The more I thought about it, the more I sort of wondered whether I couldn't host this blog there. I'm happy with my hosting, it's cheap and fast, but I just liked the idea of creating something simple with the raw ingredients of html, css and javascript alone. I mean, it should be easy enough to flatten the site so that all of the pages are single html files, with a different file per month, per Post, per tag.. the biggest stumbling blog was the site search which is powered by my Full Text Indexer project. Obviously that won't work when everything is on the client, when there is no server backend to power it. Unless..

.. a client-side Full Text Indexer Search Service.. ??

Challenge accepted!! :D

NeoCities Hosting

Before I get carried away, I'll breeze through the NeoCities basics and how I got most of my site running atNeoCities. I initially thought about changing the code that runs my site server-side to emit a flattened version for upload. But that started to seem more and more complicated the more I thought about it, and seemed like maintaining it could be a headache if I changed the blog over time.

So instead, I figured why not treat the published blog (published at as a generic site and crawl it, grab content, generate new urls for a flattened structure, replace urls in the existing content with the new urls and publish it like that. How hard could it be??

Since my site is almost entirely html and css (well, LESS with some rules and structure, but it compiles down to css so why be fussy) with only a smattering of javascript, this should be easy. I can use the Html Agility Pack to parse and alter html and I very conveniently have a CSS Parser that can be used to update urls (like backgrounds) in the stylesheets.

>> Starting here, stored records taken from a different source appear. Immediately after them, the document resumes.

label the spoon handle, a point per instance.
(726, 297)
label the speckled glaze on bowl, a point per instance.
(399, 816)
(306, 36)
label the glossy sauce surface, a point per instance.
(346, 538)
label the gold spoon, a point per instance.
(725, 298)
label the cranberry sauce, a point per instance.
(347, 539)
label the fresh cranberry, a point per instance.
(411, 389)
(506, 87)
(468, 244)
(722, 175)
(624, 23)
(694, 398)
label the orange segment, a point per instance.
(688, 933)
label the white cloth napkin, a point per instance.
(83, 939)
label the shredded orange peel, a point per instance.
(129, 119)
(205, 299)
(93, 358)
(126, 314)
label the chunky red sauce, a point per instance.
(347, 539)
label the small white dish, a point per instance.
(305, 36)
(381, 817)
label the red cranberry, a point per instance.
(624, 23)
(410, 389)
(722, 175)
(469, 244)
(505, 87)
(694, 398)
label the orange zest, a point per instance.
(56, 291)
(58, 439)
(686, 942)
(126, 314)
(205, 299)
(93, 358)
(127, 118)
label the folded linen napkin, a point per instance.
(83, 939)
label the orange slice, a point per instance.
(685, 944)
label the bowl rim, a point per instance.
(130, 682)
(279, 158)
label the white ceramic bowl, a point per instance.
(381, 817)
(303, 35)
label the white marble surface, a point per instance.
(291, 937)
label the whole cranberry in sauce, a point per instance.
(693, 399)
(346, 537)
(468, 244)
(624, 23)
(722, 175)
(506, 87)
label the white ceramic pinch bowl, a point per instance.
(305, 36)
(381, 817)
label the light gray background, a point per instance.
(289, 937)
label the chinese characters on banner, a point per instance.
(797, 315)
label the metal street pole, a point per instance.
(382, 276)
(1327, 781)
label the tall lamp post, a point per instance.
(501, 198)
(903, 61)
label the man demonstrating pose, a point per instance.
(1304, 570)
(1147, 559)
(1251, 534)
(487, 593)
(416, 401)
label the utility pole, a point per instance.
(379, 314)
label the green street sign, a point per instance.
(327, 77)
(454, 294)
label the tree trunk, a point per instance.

And, in a nutshell, that's what I've done. The first version of this NeoCities-hosted blog hid the site search functionality and ran from pure html and css. I had all of the files ready to go in a local IIS site as a proof of concept. Then I went to upload them.. With the Posts and the Archive and Tags pages, there were 120-something files. I'd only used the uploader on the NeoCities page to upload a single test file up to this point and so hadn't realised that that's all it would let you do; upload a single file at a time. Even if I was willing to upload all of the files individually now (which, I must admit, I did; I was feeling overexcitable about getting the first version public! :) this wouldn't scale, I couldn't (wouldn't) do it every time I changed something - a single new Post could invalidate many Pages, considering the links between Posts, the Monthly Archive pages, the Tags pages, etc..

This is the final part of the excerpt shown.